Freedom meant freedom for community and for country. Freedom was why we fought WWII; freedom meant never again to the holocaust; and freedom meant helping other people to be free, to be safe. Now people make it individual - freedom for them but not necessarily for you. Freedom is a right at least for them.  They demand their freedom even if it is at your expense. How else can you view freedom to make other people sick, to put health care workers, grocery clerks and care givers at risk, to seemingly not care if your actions result in other people dying.
 
In the Declaration of Independence it says "Life, Liberty and the Pursuit of Happiness." Notice that life comes before liberty. The pursuit of happiness for most people does not include being seriously ill or dying. Without life neither liberty nor happiness have much meaning.
 
I think it started with the guns. Guns used to be something that lots of people I knew used to go hunting. They were mostly for procuring food to eat and for some sport. They were not political weapons. No one ever mentioned anything about their right to have a gun and if it symbolized anything it was self sufficiency.
 
As late as 1968 the NRA supported a federal Gun Control Act which created a system to federally license gun dealers and established restrictions on particular categories and classes of firearms.
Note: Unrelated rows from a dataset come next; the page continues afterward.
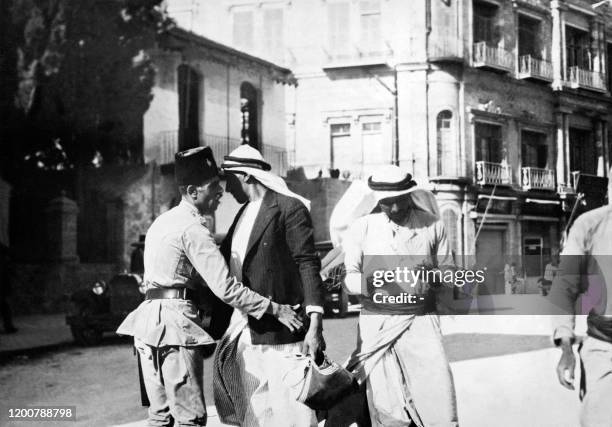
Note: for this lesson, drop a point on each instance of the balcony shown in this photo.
(167, 143)
(494, 58)
(585, 79)
(362, 56)
(537, 69)
(537, 179)
(569, 189)
(445, 49)
(488, 173)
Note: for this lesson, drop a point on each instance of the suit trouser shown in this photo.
(269, 402)
(412, 381)
(174, 378)
(596, 355)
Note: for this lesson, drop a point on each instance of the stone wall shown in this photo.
(323, 194)
(44, 288)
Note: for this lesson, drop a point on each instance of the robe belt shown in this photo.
(171, 293)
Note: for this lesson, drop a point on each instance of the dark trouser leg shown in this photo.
(7, 316)
(182, 369)
(159, 411)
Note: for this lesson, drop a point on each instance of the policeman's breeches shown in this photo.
(173, 377)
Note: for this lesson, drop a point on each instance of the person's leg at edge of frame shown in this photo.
(182, 370)
(159, 410)
(596, 410)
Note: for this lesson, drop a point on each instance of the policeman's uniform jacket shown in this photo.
(180, 252)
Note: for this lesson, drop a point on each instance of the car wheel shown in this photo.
(86, 336)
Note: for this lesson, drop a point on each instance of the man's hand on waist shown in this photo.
(286, 315)
(567, 364)
(314, 343)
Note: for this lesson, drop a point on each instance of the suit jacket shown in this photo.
(280, 263)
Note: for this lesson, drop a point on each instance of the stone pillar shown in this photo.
(558, 43)
(61, 214)
(599, 147)
(606, 146)
(562, 160)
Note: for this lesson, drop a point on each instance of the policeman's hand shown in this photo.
(314, 344)
(287, 316)
(567, 363)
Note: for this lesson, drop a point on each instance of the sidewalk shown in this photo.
(36, 332)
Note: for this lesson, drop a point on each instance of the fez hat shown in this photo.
(194, 166)
(391, 181)
(140, 242)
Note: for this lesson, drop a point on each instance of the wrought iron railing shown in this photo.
(581, 78)
(492, 56)
(488, 173)
(537, 68)
(537, 179)
(445, 47)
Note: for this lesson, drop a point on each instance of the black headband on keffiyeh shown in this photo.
(245, 162)
(404, 184)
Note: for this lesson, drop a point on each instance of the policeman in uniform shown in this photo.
(180, 256)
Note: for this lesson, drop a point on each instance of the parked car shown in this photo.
(101, 308)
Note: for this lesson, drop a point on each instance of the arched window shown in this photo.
(445, 143)
(189, 107)
(249, 113)
(449, 218)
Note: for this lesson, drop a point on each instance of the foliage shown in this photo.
(83, 78)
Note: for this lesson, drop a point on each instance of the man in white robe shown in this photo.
(400, 353)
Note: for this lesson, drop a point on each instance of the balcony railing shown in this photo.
(492, 57)
(167, 143)
(537, 179)
(585, 79)
(532, 68)
(445, 48)
(488, 173)
(569, 188)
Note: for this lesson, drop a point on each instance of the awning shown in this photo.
(543, 201)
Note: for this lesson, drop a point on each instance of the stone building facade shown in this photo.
(498, 105)
(205, 93)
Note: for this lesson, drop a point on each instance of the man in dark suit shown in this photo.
(270, 247)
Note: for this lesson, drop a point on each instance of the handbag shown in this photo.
(319, 386)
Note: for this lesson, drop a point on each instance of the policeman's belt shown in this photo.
(170, 293)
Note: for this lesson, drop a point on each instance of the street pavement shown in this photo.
(504, 370)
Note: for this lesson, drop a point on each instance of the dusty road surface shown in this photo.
(500, 378)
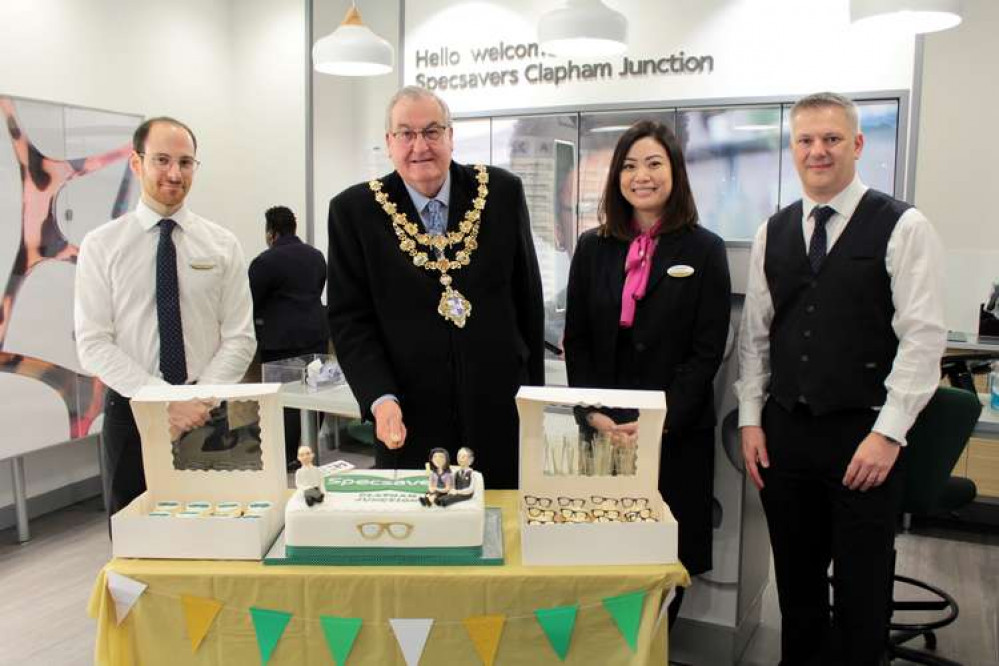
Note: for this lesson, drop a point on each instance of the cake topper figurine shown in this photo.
(439, 478)
(308, 478)
(462, 488)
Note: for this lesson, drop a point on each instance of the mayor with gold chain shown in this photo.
(435, 299)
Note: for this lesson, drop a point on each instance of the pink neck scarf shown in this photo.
(636, 272)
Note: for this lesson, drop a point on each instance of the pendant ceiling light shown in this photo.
(583, 28)
(353, 50)
(913, 16)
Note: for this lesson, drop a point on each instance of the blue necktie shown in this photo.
(173, 360)
(817, 246)
(436, 224)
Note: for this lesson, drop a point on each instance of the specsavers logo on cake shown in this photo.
(360, 483)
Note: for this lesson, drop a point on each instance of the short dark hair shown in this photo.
(679, 210)
(280, 220)
(142, 132)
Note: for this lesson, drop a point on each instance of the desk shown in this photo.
(154, 632)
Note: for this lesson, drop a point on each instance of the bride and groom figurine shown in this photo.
(447, 486)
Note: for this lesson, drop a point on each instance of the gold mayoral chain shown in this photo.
(453, 306)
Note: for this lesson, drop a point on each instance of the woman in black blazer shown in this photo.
(648, 308)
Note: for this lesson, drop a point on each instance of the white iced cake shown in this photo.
(381, 509)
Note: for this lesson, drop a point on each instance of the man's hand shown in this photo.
(754, 451)
(871, 463)
(389, 427)
(186, 415)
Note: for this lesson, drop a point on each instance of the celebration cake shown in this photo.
(387, 517)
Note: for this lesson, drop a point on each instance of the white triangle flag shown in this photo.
(125, 592)
(664, 609)
(412, 637)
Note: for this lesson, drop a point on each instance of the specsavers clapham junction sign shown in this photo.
(505, 65)
(483, 56)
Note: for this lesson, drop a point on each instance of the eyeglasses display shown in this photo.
(592, 509)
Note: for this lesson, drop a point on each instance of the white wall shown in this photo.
(956, 171)
(231, 69)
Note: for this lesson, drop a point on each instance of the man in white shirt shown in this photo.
(840, 349)
(162, 297)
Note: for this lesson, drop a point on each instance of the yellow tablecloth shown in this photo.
(155, 632)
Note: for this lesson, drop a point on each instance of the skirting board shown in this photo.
(53, 500)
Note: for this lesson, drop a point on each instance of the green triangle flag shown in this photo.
(558, 624)
(269, 626)
(340, 634)
(626, 609)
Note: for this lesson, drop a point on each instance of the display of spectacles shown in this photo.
(590, 509)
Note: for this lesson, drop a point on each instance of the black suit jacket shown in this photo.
(455, 386)
(287, 281)
(680, 326)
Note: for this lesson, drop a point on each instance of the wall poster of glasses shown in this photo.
(63, 171)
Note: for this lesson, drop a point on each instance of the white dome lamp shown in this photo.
(583, 28)
(353, 50)
(911, 16)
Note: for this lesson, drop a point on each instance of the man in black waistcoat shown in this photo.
(839, 351)
(287, 281)
(435, 302)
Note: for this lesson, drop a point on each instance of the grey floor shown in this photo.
(45, 585)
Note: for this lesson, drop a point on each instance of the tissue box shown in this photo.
(238, 456)
(294, 370)
(582, 489)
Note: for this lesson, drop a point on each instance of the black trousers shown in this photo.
(124, 476)
(292, 417)
(814, 520)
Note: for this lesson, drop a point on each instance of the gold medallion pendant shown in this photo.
(453, 306)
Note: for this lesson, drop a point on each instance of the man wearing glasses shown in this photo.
(435, 297)
(162, 297)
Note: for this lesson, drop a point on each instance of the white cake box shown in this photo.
(237, 457)
(584, 543)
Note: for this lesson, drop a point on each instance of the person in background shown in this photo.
(839, 351)
(435, 298)
(161, 297)
(648, 308)
(287, 282)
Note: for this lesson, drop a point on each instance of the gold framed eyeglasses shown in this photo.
(163, 162)
(430, 134)
(372, 531)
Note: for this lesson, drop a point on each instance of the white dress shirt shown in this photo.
(914, 262)
(117, 334)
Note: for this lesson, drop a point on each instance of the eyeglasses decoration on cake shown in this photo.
(372, 531)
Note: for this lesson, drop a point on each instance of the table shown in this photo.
(154, 632)
(339, 401)
(335, 400)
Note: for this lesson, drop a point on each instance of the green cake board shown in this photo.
(490, 554)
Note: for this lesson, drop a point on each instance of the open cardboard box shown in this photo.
(592, 542)
(228, 477)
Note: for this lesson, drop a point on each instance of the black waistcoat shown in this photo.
(831, 340)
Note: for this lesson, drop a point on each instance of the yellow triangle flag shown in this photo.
(199, 613)
(485, 632)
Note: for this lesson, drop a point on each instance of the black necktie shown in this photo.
(817, 246)
(173, 361)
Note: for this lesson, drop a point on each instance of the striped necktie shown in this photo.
(173, 360)
(436, 225)
(817, 246)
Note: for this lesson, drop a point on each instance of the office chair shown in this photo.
(936, 441)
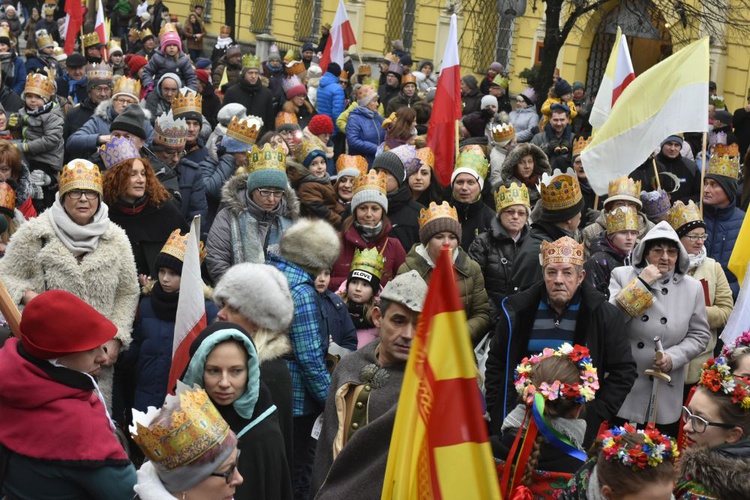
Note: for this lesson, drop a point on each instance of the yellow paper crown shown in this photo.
(193, 429)
(368, 260)
(245, 130)
(39, 84)
(580, 144)
(372, 181)
(125, 85)
(621, 219)
(268, 158)
(725, 161)
(187, 101)
(681, 214)
(503, 132)
(560, 190)
(90, 40)
(566, 250)
(80, 174)
(176, 246)
(435, 211)
(512, 195)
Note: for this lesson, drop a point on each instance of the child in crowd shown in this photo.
(153, 331)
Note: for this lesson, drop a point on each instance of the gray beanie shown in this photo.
(260, 293)
(408, 289)
(391, 163)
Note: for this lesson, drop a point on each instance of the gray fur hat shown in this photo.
(312, 244)
(260, 293)
(408, 289)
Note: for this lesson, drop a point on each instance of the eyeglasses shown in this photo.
(268, 193)
(229, 474)
(76, 194)
(700, 424)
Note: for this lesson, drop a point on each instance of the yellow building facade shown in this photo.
(485, 36)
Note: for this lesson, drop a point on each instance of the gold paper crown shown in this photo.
(351, 162)
(369, 261)
(80, 174)
(90, 40)
(187, 101)
(560, 190)
(621, 219)
(725, 161)
(125, 85)
(426, 156)
(39, 84)
(250, 61)
(512, 195)
(101, 71)
(475, 161)
(176, 246)
(681, 214)
(245, 130)
(435, 211)
(372, 181)
(503, 132)
(193, 429)
(580, 144)
(268, 158)
(566, 250)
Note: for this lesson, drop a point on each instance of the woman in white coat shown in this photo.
(660, 301)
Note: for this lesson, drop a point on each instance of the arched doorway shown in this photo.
(648, 37)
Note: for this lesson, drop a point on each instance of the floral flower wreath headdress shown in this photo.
(717, 377)
(656, 448)
(582, 392)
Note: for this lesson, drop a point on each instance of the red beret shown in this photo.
(57, 323)
(320, 124)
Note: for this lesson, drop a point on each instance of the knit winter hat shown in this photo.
(131, 121)
(320, 124)
(259, 292)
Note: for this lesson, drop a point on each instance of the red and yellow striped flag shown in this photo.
(439, 448)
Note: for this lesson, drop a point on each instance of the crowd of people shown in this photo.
(595, 319)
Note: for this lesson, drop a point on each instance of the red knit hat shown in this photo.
(134, 63)
(57, 323)
(320, 124)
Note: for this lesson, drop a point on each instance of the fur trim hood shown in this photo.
(312, 244)
(541, 163)
(233, 197)
(722, 470)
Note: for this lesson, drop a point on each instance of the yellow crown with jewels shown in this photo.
(566, 250)
(580, 144)
(125, 85)
(369, 261)
(245, 130)
(435, 211)
(503, 132)
(372, 181)
(193, 428)
(80, 174)
(511, 195)
(90, 40)
(187, 101)
(268, 158)
(176, 246)
(681, 214)
(560, 190)
(725, 161)
(39, 84)
(621, 219)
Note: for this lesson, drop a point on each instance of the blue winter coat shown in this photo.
(151, 349)
(722, 228)
(364, 133)
(331, 99)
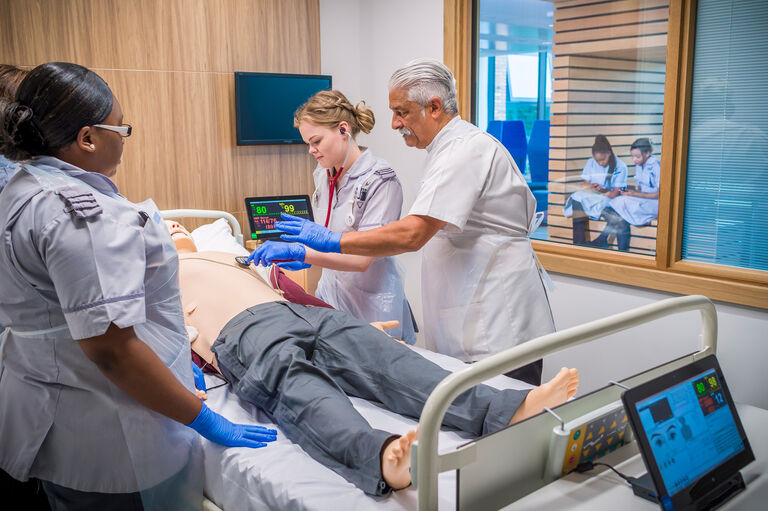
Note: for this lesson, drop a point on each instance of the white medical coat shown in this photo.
(481, 287)
(641, 210)
(593, 202)
(75, 256)
(376, 294)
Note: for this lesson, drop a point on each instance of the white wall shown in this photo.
(362, 43)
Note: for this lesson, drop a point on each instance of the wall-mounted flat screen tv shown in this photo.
(265, 104)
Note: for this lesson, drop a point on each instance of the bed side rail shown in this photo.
(426, 464)
(207, 213)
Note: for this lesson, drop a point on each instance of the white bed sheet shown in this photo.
(282, 476)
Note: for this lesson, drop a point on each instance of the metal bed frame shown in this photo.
(426, 463)
(495, 482)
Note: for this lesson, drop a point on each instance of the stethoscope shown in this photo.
(350, 218)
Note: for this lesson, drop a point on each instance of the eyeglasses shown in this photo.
(124, 130)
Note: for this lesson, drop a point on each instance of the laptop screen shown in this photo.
(689, 433)
(690, 428)
(263, 212)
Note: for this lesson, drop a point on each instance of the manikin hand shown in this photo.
(385, 325)
(309, 233)
(286, 255)
(219, 430)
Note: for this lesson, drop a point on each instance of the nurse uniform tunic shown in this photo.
(593, 202)
(376, 294)
(481, 287)
(641, 210)
(75, 256)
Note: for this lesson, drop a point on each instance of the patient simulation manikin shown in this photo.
(299, 363)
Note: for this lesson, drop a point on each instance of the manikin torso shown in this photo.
(214, 289)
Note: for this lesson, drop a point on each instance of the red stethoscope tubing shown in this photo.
(332, 180)
(331, 190)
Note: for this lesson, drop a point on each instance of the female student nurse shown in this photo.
(640, 206)
(603, 176)
(97, 380)
(355, 191)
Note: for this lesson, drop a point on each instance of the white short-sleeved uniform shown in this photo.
(641, 210)
(481, 287)
(594, 203)
(75, 256)
(376, 294)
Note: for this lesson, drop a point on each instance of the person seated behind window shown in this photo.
(634, 206)
(299, 363)
(603, 176)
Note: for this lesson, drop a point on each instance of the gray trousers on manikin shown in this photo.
(300, 363)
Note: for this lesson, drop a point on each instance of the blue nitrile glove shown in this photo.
(294, 265)
(278, 252)
(309, 233)
(217, 429)
(199, 378)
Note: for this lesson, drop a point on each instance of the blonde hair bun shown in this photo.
(331, 107)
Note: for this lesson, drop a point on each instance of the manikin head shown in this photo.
(641, 149)
(422, 97)
(55, 112)
(329, 123)
(181, 237)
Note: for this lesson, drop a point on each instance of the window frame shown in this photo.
(666, 271)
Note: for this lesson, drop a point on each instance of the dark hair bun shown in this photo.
(22, 139)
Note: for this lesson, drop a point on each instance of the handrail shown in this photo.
(207, 213)
(428, 462)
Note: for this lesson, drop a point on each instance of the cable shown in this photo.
(641, 486)
(589, 465)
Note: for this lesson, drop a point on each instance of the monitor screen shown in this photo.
(266, 102)
(263, 212)
(690, 429)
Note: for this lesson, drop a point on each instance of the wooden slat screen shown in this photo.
(608, 70)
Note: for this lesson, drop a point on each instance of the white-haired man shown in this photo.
(481, 287)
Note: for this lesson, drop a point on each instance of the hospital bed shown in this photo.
(282, 476)
(451, 470)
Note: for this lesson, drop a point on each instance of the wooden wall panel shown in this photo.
(609, 74)
(171, 65)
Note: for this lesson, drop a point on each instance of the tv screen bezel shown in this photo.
(281, 141)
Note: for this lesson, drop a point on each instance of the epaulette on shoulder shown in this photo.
(386, 172)
(80, 202)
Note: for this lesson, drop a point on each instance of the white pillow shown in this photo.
(217, 236)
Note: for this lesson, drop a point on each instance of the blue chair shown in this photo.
(538, 162)
(538, 154)
(512, 135)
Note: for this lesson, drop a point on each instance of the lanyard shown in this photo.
(332, 184)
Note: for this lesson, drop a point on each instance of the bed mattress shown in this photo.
(282, 476)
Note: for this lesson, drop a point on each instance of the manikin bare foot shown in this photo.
(396, 461)
(552, 393)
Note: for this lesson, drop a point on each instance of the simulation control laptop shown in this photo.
(263, 212)
(690, 436)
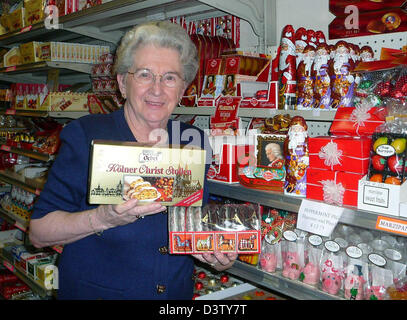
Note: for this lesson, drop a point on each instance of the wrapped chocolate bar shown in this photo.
(225, 228)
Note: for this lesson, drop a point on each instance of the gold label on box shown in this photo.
(173, 176)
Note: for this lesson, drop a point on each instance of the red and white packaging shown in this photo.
(226, 152)
(225, 120)
(356, 121)
(340, 153)
(333, 187)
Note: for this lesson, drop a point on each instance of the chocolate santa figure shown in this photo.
(366, 54)
(286, 70)
(311, 38)
(305, 80)
(320, 37)
(342, 81)
(296, 157)
(322, 80)
(300, 43)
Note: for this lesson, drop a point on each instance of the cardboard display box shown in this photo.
(171, 175)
But in concert with the political move to "law and order" by Richard Nixon and then Ronald Reagan and finally Bill Clinton, the NRA found it much more profitable to make guns not just a political issue but a cultural one. Guns joined the cultural parade along with abortion, welfare, immigration, gays and religion. The drive to make guns a personal right culminated in a group of "conservative" judges overturning 200 years of judicial precedent so that guns were not a right limited to "a well regulated militia" but an expression of personal freedom. When coupled with stand
your ground and similar state laws, guns brought the "freedom" to kill people you didn't like.
 
Freedom of religion has been similarly perverted.  It was once assurance that no one, especially the government, would prohibit you from the exercise of your religion. Now it has become the freedom to discriminate against those who do not believe as you do, or who you just don't like, and increasingly, again thanks to more "conservative" judges, enforced by the government. Freedom to not bake a wedding cake for a gay couple turns into the freedom and the power to deny health care and employment to people who offend your beliefs and your religiosity, even if flying in the face of the real teachings of most religions. If this trend continues the Christian right would have the US governed by a religious leader in much the same way that Iran is.
 
It goes beyond simple hypocrisy that some people, who proclaim themselves as pro-life and will lecture you on the sanctity of all life even the unborn, claim the freedom to endanger the health and very lives of other people.  The state motto of New Hampshire proclaims "Live Free or Die".  Now some seem to be saying live free and die at least if it impinges on their rights as they define them.
 
In 1941, when FDR gave his famous four freedoms speech, one of those freedoms was the freedom from fear. Today we have to fear people exercising their freedom to make you sick, to threaten or kill you, to decide if you can receive health care, with no sense of community, no commitment to anything beyond themselves. This is a definition of freedom that would make George Orwell wince.
 
This is not community. This not freedom.
 
1 Comment
Bill Murphy
7/25/2020 11:46:05 am

Sad that this is what it has come down to. Over these past 4 months or so more than once I have cried for what our country has become, for what we stand for now-nothing good.